Evidently the Stretford Enders are still frothing at the mouth over the fact that he was sold to us 6 years ago in a deal that saved their club from liquidation. He always gets vile abuse that move, none of which he deserves, and it’s always nice to see him score against them just for that.

We were over again minutes later when Micky Higham punctured a scrappy few minutes of rugby with a dive over from dummy half. We’d made another break but the Devils’ defence were again determined to niggle and break up any form of free flowing rugby. After a penalty for a high tackle on the eventual try scorer, we chose to tap it and the resulting play the ball was farcical but Micky had seen enough and used his nouse to take the direct route and go alone.

We’d actually looked a better team since he came on. Clark’s first competitive action in the wire shirt had been spent largely in defence and packing down in scrums as we turned over so much ball and made such little yards up field, let alone get a quick play the ball in good areas for him to exploit.

Walne was given his marching orders just before the break for another high tackle about 18 seconds after Silverwood had given Salford an official team warning, complete with the silly windmill mime and everything.

When Westwood went in with a windmill of his own for his yellow card, Salford must have had their tails up. They’d managed to keep us out during their ten minute spell of numerical inferiority; Dobson cleverly electing to drill the ball into touch deep inside our half after five drives.

However, SBW reverting to type was the best thing that could have happened for us. The Salford game plan was similar to Wigan’s in so many ways, in particular in that play off game last year where we failed to stand up the Gripper Stebson clones.

This year, however, we look much more ready and willing to match anyone for aggressiveness. After almost an hour of swinging arms, cannon ball tackles and late hits, Westwood raged for Walne and set a marker down for the rest of the team. Like fuck are we going to get bullied up front.

Ashton Sims, for his part, lived up to his billing as an enforcer too and went toe-to-toe with Hock and Paterson a number of times and the pictures of him laughing at the *other* balding ex-Hull KR man at a scrum are brilliant.

While reduced to 12 men, we stepped the intensity up a gear and the pack got us moving downfield before a neat Gaz O’Brien grubber was touched down by Atkins.

Fair play to the relegation-threatened Reds, though, they never gave in and they eventually made the man advantage count when Dobson cleverly spotted that our right edge defence had been sucked in towards the middle and his cut out pass found BJ Bishop who made no mistake this time and touched down in the corner.

Rhys Evans’ try killed the game off when a slick handling move saw the ball shifted to Monaghan who slipped Bridgend’s finest in for an easy score.

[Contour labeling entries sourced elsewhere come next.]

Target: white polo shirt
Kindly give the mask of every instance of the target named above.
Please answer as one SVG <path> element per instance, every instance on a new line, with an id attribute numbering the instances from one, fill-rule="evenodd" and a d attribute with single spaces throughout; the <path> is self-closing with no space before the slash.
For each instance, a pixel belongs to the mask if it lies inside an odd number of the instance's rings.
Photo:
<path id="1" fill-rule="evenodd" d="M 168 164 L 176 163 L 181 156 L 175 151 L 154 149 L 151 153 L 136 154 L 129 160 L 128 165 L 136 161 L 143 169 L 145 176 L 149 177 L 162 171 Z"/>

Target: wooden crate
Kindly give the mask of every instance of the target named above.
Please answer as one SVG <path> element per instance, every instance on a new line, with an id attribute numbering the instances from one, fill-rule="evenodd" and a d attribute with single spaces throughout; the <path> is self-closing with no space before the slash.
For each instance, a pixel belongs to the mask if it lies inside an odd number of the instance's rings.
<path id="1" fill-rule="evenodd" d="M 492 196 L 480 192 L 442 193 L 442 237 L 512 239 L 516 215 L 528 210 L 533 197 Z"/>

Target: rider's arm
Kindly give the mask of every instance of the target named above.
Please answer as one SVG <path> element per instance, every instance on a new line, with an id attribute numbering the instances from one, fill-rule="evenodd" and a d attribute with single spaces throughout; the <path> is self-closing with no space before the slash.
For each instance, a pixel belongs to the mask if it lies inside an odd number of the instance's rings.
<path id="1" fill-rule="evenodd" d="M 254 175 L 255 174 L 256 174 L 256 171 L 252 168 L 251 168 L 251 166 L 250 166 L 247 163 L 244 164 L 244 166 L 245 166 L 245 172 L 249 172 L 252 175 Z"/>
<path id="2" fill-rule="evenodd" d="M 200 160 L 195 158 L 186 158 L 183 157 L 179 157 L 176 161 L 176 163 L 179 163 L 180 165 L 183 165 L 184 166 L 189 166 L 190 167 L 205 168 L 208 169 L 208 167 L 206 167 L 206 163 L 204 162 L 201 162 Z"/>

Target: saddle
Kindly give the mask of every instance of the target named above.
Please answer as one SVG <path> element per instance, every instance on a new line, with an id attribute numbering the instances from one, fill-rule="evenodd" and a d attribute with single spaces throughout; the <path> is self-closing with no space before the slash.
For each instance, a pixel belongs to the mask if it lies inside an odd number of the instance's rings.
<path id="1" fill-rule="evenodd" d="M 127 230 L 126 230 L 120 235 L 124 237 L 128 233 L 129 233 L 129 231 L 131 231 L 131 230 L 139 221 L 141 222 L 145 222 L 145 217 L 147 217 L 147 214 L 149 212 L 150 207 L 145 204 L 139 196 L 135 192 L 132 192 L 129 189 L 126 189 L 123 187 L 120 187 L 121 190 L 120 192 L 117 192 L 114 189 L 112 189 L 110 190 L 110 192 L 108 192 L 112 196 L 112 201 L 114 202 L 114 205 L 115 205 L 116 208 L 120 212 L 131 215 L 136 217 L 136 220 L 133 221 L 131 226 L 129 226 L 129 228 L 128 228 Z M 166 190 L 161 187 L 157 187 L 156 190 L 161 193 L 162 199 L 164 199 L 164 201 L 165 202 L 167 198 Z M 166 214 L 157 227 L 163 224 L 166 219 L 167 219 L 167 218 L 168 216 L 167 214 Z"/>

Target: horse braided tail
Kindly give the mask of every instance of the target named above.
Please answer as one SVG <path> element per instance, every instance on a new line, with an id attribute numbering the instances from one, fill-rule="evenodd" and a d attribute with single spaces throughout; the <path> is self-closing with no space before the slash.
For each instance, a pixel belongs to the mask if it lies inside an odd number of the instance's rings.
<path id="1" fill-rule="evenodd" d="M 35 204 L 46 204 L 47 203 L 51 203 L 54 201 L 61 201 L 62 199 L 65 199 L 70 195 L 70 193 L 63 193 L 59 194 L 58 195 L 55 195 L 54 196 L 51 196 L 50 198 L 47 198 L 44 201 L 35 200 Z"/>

Jones-Bishop scored another consolation try late on, but it won’t take any gloss off a pleasing start to the season from Wire. If we can outscore teams with such little ball from deep, we’ll be pretty hard to stop when we’re steamrolling teams up front. Hull on Friday and they’ll be buzzing with their win over Huddersfield.

A Grand Final preview between the club whose year everyone else always says it is and the club who actually always say it’s their year, perhaps? Doubt it.